In his novel, The strange case of Dr Jekyll and Mr Hyde, Robert Louis Stevenson explores the duality of human nature - that man is, at once, both evil and good. In his characterization of Mr Hyde as Dr Jekyll's evil persona, he wishes to convey the intricate complexity faced by man: "What is my true nature, my true will? To exercise goodness and humility or to succumb to savage desire and degradation?"
Robert Louis Stevenson's The Strange Case of Dr. Jekyll and Mr. Hyde depicts a man torn between his "good" and "evil" self. This idea has been popularized in Gothic Romantic works (like Stevenson's text and Mary Shelley's Frankenstein). Gothic Romantic authors, when dealing with the doppelganger (a person's "twin"), play upon the idea that people possess both good and evil within themselves. While the amount of good and evil is unknown, everyone possesses the ability to be both good and evil.
A thesis statement which addresses the idea of good and evil within the text is as follows.
The dual nature of human mentality, symbolized by the evil of Mr. Hyde and the good of Dr. Jekyll, illustrates the battle which rages within an individual. Robert Lewis Stevenson's The Strange Case of Dr. Jekyll and Mr. Hyde represents the battle between the intellectual and rational self and the irrational and animalistic self.

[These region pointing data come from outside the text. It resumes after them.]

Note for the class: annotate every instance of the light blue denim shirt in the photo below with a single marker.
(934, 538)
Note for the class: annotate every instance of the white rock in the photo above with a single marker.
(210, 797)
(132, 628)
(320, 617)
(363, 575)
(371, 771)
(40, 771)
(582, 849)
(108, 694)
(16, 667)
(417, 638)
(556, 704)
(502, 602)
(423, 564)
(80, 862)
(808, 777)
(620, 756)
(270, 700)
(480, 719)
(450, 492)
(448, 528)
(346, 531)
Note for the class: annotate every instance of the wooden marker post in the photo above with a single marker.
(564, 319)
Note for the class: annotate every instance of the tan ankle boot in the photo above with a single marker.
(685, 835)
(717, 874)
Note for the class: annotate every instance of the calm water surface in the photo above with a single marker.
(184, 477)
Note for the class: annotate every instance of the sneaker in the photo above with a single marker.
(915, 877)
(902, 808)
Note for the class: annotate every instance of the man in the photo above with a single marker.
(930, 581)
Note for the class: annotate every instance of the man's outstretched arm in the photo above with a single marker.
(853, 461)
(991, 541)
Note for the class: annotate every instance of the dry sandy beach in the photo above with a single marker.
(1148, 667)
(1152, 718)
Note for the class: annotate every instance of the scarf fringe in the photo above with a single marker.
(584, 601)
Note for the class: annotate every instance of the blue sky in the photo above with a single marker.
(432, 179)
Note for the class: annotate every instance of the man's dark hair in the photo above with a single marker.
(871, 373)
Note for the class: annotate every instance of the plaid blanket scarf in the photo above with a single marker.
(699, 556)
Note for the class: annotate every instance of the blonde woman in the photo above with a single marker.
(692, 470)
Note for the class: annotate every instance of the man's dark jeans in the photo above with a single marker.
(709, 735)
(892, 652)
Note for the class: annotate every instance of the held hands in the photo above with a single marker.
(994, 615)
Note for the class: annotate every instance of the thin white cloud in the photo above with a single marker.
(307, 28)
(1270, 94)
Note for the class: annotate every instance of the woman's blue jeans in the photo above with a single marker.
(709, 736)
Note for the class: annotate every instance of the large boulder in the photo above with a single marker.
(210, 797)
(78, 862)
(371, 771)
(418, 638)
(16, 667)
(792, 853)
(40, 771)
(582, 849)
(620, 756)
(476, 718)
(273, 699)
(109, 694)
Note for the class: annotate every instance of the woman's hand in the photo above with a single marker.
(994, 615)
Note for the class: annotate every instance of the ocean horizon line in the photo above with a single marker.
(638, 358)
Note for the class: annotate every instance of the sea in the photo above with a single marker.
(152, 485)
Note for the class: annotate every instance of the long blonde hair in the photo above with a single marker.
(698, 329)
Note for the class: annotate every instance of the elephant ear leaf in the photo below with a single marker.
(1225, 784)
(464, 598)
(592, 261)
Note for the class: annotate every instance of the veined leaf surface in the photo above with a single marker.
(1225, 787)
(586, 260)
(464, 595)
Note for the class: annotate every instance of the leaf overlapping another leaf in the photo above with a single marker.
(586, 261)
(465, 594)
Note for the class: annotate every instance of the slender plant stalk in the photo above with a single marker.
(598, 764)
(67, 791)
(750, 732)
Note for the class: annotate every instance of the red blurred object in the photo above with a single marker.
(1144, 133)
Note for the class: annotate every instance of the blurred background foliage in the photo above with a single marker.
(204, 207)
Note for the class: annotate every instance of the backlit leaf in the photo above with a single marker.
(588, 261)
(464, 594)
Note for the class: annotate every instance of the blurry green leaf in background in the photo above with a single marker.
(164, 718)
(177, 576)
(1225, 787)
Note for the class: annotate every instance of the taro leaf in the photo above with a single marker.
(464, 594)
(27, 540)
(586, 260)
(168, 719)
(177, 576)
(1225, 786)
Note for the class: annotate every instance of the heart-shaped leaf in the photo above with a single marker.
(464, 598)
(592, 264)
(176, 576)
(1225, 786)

A good thesis statement about good and evil from The Strange Case of Dr. Jekyll and Mr. Hyde is that good and evil are not distinct from each other but are intertwined and defined by each other. Dr. Jekyll, the quintessentially morally upright man in the eyes of society, has long contended with the secret darker side of himself. He writes a letter in which he explains his understanding of the dualistic nature of humans:
I learned to recognise the thorough and primitive duality of man; I saw that, of the two natures that contended in the field of my consciousness, even if I could rightly be said to be either, it was only because I was radically both.

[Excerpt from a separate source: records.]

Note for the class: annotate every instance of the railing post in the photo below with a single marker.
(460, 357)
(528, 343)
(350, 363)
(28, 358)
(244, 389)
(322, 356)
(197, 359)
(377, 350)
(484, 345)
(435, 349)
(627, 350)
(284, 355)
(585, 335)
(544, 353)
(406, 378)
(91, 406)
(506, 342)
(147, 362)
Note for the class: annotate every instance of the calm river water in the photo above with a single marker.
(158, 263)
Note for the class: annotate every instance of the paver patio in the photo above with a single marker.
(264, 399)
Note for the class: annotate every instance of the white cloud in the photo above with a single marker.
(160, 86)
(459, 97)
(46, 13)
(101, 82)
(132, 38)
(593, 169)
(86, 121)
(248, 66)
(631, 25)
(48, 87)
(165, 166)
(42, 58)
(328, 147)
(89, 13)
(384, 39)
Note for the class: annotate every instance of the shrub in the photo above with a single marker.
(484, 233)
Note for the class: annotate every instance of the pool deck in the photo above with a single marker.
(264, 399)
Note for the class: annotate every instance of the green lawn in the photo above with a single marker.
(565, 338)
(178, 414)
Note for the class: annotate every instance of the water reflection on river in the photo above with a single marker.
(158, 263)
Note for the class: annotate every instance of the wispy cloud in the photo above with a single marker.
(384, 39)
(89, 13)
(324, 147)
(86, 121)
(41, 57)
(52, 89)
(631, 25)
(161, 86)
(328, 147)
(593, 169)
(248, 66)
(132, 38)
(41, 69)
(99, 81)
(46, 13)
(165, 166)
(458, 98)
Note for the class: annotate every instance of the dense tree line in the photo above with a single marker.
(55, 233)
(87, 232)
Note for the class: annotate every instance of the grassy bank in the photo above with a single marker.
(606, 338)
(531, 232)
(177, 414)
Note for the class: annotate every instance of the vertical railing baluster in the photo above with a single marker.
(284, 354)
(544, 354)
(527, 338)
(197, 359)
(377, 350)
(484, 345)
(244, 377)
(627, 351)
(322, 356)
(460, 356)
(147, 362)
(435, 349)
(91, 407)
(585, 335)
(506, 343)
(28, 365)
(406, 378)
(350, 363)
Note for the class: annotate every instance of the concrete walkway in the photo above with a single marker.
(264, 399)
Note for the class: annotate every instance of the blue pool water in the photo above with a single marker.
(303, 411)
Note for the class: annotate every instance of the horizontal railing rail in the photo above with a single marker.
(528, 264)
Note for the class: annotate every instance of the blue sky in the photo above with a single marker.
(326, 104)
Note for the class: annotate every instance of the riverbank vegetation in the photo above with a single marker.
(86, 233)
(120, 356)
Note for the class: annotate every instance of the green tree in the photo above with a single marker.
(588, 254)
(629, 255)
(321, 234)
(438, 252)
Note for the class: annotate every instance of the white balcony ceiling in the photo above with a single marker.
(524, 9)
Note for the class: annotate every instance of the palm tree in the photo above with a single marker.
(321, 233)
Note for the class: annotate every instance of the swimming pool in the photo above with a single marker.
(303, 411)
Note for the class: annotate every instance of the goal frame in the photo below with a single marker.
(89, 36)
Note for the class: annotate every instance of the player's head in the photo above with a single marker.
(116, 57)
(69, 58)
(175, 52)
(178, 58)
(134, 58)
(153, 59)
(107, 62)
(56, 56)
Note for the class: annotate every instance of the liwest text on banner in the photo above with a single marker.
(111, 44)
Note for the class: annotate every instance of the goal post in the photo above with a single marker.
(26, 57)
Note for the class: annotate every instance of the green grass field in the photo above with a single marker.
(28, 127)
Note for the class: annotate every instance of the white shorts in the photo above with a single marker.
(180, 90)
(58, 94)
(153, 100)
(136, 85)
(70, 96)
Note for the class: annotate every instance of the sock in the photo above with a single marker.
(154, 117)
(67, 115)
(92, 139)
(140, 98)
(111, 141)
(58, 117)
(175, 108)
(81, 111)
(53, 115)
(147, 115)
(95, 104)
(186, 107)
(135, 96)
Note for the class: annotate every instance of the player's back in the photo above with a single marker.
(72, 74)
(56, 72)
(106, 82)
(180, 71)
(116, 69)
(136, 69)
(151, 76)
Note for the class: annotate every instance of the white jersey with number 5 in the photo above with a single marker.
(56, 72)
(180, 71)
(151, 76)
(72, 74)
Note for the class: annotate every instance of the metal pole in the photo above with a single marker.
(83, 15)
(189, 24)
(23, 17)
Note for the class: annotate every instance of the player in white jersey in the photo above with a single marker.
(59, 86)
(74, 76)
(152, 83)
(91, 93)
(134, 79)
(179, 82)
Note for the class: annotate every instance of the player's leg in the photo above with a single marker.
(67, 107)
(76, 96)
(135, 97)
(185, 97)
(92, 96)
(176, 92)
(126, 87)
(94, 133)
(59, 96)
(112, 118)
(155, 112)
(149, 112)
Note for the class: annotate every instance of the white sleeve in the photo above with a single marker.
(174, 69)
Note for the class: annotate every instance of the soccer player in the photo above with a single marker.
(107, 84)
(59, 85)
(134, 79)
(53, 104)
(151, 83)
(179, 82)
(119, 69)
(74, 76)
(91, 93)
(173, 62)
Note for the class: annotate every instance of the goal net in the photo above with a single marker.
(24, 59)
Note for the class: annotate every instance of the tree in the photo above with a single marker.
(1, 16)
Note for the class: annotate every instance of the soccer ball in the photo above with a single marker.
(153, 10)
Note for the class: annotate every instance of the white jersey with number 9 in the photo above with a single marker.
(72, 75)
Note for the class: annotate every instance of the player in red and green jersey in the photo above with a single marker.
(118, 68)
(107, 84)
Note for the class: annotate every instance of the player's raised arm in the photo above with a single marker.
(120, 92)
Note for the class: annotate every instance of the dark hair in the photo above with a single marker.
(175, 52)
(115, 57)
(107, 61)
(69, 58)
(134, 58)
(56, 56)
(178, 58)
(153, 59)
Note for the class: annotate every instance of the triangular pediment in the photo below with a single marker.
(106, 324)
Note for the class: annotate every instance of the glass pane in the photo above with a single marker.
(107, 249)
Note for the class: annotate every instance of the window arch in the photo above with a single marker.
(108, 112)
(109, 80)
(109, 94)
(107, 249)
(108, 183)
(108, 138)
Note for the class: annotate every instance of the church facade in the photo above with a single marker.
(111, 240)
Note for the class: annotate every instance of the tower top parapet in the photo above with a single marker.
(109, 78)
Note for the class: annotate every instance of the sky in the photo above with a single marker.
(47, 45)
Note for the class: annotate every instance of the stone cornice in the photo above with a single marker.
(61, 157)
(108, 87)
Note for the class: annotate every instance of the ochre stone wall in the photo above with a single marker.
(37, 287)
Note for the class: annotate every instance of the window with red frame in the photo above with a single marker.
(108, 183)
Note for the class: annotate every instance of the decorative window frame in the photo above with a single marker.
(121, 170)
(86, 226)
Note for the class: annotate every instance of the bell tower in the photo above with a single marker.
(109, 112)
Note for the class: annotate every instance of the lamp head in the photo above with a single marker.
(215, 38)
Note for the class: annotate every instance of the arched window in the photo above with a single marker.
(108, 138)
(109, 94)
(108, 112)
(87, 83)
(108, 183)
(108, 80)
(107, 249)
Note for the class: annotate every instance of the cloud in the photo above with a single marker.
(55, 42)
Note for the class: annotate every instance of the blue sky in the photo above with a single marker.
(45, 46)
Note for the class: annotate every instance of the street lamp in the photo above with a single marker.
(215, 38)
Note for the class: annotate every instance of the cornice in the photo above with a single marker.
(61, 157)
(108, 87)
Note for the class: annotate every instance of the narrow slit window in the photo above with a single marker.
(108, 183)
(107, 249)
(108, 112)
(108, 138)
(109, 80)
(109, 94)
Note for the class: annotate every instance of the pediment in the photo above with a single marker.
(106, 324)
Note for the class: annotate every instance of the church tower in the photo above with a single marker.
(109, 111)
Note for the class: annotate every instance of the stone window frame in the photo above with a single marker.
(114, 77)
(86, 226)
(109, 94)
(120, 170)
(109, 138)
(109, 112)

In other words, he realizes that he can only be good and upright because he also has a darker and more evil side to himself. He also realizes that all of humankind also has this duality and that good can only exist alongside evil because it is defined by its opposite.
When Dr. Jekyll tries to use a drug to separate his evil side, Mr. Hyde, from his good side, he finds this situation untenable. The evil actions Mr. Hyde has carried out make Dr. Jekyll so repulsed that he winds up killing himself. Dr. Jekyll recognizes that good and evil must exist alongside each other and temper each other and that they cannot exist ever as unadulterated good or unadulterated evil. It is instead our internal battle between good and evil that defines us as human beings.